The coordinates of the centroid are (xA+xB+xC/3 , yA+yB+yC/3). The coordinates of the centroid is the intersection of CK and BE which is (1,1), so xA+xB+xC+yA+yB+yC=3+3 = 6 which is the final answer.

Let the coordinates of triangle $ABC$ be modeled per the following:

$A(x_{A}, 6 - x_{A}); B(x_{B}, \frac{x_{B}+1}{2}); C(1,y_{C})$ (i)

If $CK$ be the median of $AB$ , then we require: $\frac{x_{A} + x_{B}}{2} = 1$ (ii). If $AH$ be the perpendicular altitude to $BC$ , then we require the slope to equal $m_{BC} = 1$ . This translates into:

$\frac{y_{C} - y_{B}}{x_{C}-x_{B}} = \frac{y_{C} - \frac{x_{B}+1}{2}}{1 - x_{B}} = 1 \Rightarrow x_{B} + 2y_{C} = 3$ (iii).

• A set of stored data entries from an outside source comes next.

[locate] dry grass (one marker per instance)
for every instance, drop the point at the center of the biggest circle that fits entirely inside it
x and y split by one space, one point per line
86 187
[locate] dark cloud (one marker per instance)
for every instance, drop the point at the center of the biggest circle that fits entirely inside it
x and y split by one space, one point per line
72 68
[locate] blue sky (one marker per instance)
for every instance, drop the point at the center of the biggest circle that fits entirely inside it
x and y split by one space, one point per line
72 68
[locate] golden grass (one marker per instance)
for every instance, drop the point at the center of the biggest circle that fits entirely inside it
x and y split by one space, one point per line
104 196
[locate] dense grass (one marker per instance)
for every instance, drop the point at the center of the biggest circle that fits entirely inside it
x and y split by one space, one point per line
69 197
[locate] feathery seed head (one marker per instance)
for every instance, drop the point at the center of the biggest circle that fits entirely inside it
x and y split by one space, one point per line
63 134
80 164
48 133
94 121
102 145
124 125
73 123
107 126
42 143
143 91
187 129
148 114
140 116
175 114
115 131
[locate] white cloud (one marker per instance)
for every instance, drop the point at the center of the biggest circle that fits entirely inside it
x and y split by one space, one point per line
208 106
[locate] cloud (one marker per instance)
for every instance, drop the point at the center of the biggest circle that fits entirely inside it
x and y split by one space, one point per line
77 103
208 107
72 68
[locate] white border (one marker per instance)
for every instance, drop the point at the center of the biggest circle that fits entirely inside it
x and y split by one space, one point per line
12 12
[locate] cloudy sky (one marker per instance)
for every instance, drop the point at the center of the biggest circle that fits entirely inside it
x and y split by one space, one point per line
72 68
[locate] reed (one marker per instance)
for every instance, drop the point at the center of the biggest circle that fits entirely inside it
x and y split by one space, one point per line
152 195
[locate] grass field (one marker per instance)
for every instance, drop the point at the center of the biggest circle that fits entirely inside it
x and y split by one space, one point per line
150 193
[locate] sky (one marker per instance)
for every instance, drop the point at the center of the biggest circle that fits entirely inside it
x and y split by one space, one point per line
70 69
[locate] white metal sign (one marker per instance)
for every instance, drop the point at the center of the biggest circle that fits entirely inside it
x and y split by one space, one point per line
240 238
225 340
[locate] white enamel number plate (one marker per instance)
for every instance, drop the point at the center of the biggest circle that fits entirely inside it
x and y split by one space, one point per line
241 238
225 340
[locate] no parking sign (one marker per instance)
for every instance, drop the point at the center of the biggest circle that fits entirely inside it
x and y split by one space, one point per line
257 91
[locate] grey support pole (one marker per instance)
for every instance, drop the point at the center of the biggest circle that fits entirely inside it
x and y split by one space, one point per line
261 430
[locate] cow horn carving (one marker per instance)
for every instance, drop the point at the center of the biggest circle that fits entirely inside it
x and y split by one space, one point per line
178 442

If $E$ is the midpoint of $AC$ and is also contained on the median modeled by the line $y = \frac{x+1}{2}$ , then we require:

$y - [\frac{(6-x_{A}) + y_{C}}{2}] = \frac{1}{2} \cdot (x - \frac{x_{A}+1}{2}) \Rightarrow y = \frac{1}{2}x + [\frac{(6-x_{A}) + y_{C}}{2} - \frac{x_{A}+1}{4}]$ ;

or $\frac{(6-x_{A}) + y_{C}}{2} - \frac{x_{A}+1}{4} = \frac{1}{2} \Rightarrow -3x_{A} + 2y_{C} = -9$ (iv).

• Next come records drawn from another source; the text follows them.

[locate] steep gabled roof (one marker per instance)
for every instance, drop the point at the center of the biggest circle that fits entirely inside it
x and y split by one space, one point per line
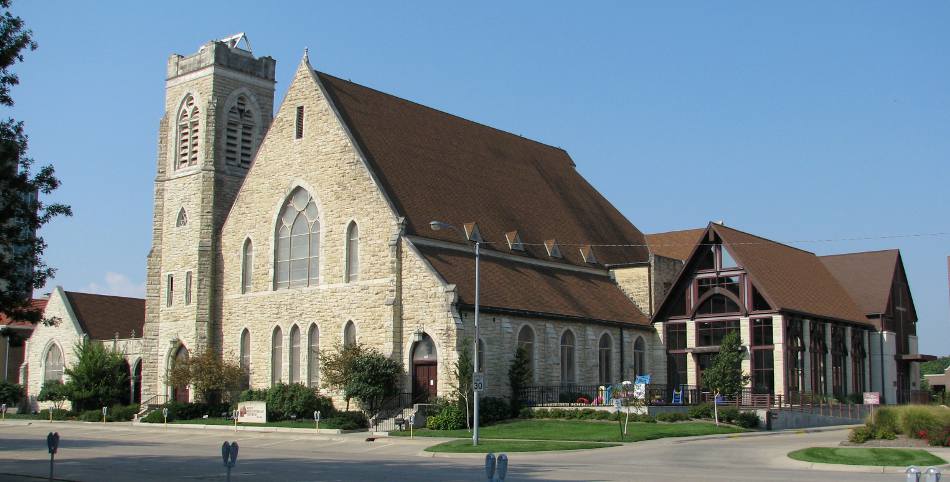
791 279
102 316
867 276
437 166
520 286
675 244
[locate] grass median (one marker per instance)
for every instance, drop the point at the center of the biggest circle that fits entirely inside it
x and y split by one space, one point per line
579 431
867 456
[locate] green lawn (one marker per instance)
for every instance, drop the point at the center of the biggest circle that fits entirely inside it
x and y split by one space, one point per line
578 430
867 456
499 446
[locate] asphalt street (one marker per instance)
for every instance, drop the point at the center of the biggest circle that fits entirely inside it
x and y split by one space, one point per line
123 452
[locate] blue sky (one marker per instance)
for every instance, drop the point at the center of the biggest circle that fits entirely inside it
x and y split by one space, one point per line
794 121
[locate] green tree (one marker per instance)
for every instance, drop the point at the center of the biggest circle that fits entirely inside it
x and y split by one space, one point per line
214 379
373 378
55 392
725 374
100 377
464 369
519 376
336 366
22 213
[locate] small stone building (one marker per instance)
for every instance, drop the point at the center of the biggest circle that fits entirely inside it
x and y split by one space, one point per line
68 318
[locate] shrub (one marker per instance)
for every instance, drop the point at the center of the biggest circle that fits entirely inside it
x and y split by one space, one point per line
728 414
493 409
703 410
747 420
348 421
10 393
449 418
672 417
58 414
859 435
915 420
294 401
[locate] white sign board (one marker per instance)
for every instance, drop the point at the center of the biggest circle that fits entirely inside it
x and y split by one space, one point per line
479 382
252 412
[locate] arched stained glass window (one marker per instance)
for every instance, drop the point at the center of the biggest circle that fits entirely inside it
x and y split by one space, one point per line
297 257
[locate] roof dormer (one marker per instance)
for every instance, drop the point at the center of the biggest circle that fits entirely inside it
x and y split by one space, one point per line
553 249
514 241
587 252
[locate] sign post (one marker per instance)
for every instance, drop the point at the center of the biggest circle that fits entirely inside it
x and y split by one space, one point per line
872 399
52 443
229 454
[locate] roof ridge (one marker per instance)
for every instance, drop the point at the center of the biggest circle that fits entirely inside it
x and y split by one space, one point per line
763 238
861 252
103 295
543 144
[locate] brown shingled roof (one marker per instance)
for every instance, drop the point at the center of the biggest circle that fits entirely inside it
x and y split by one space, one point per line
675 244
521 286
867 276
790 278
437 166
102 316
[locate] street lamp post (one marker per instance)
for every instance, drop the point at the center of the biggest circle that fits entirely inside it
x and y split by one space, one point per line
436 226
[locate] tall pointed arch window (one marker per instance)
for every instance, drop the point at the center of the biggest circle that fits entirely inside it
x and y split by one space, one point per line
247 266
53 364
239 134
313 356
245 359
276 356
567 357
297 258
294 354
352 252
188 133
605 359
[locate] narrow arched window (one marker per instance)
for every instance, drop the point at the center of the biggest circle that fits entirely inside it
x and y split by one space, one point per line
246 351
297 257
239 134
313 356
294 354
247 266
352 252
53 364
188 133
349 334
276 356
605 359
526 341
639 357
567 357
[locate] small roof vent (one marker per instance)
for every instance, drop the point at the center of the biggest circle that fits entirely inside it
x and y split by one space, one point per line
472 233
514 241
587 252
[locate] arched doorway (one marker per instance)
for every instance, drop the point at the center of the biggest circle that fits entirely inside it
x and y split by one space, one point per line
137 382
425 370
180 394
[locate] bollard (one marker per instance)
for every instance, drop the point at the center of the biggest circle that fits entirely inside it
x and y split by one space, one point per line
490 467
933 474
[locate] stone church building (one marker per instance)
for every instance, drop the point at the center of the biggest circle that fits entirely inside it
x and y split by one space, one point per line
276 236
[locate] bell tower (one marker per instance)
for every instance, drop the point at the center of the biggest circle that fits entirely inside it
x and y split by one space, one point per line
219 103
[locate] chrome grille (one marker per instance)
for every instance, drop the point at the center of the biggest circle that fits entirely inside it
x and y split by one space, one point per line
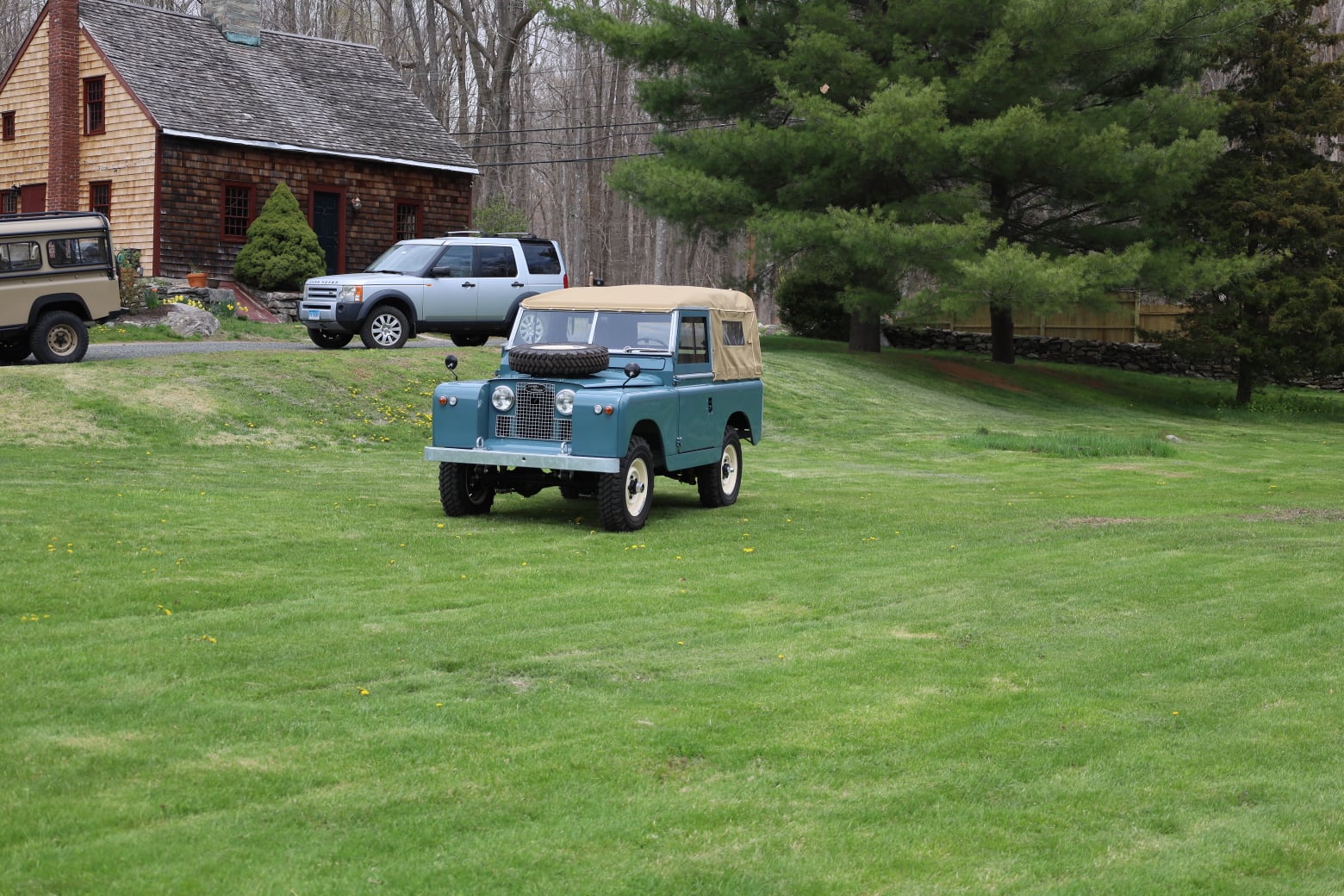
534 417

Let us now take the equations from (ii), (iii), and (iv) and solve for $x_{A}, x_{B}, y_{C}$ via a 3x3 matrix:

$\begin{bmatrix} 1 & 1 & 0 \\ 0 & 1 & 2 \\ -3 & 0 & 2 \end{bmatrix} \cdot \begin{bmatrix} x_{A} \\ x_{B} \\y_{C} \end{bmatrix} = \begin{bmatrix} 2 \\ 3 \\ -9 \end{bmatrix}$ (v)

which solving for (v) gives $\begin{bmatrix} x_{A}\\x_{B}\\y_{C} \end{bmatrix} = \begin{bmatrix} 5 \\ -3 \\3 \end{bmatrix}$

and the coordinates $A(5,1); B(-3,-1); C(1,3)$ . Thus the required coordinate sum computes to $\boxed{6}.$